Memory-safety issues and information leakage are known to be depressingly common. We consider the compositional static detection of these kinds of vulnerabilities in first-order C-like programs. Indeed the latter are relational hyper-safety violations, comparing pairs of program executions, making them more challenging to detect than the former, which require reasoning only over individual executions. Existing symbolic leakage detection methods treat only non-interactive programs, avoiding the challenges of nondeterminism. Also, being whole-program analyses they cannot be applied one-function-at-a-time, thereby ruling out incremental analysis. We remedy these shortcomings by presenting Insecurity Separation Logic (InsecSL), an under-approximate relational program logic for soundly detecting information leakage and memory-safety issues in interactive programs.
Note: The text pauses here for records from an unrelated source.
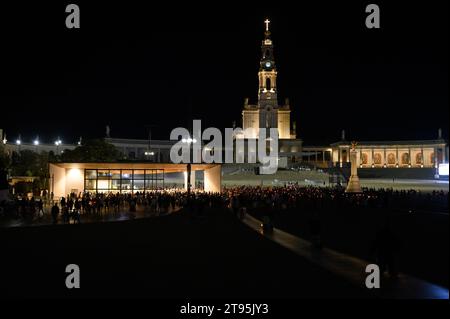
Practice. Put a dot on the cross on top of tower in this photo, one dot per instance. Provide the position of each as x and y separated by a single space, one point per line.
267 22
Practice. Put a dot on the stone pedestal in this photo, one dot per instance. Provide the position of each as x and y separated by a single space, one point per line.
353 185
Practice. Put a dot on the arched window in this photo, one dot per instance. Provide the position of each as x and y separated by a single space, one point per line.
268 83
364 158
405 158
377 158
391 159
419 158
Importantly, InsecSL reasons about pairs of executions, and so is relational, but purposefully resembles the non-relational Incorrectness Separation Logic (ISL) that is already automated in the Infer tool. We show how InsecSL can be automated by bi-abduction based symbolic execution, and we evaluate two implementations of this idea (one based on Infer) on various case-studies.

Dongge Liu, Gidon Ernst, Toby Murray et al.

Concolic execution and fuzzing are two complementary coverage-based testing techniques. How to achieve the best of both remains an open challenge. To address this research problem, we propose and evaluate Legion. Legion re-engineers the Monte Carlo tree search (MCTS) framework from the AI literature to treat automated test generation as a problem of sequential decision-making under uncertainty. Its best-first search strategy provides a principled way to learn the most promising program states to investigate at each search iteration, based on observed rewards from previous iterations. Legion incorporates a form of directed fuzzing that we call approximate path-preserving fuzzing (APPFuzzing) to investigate program states selected by MCTS. APPFuzzing serves as the Monte Carlo simulation technique and is implemented by extending prior work on constrained sampling. We evaluate Legion against competitors on 2531 benchmarks from the coverage category of Test-Comp 2020, as well as measuring its sensitivity to hyperparameters, demonstrating its effectiveness on a wide variety of input programs.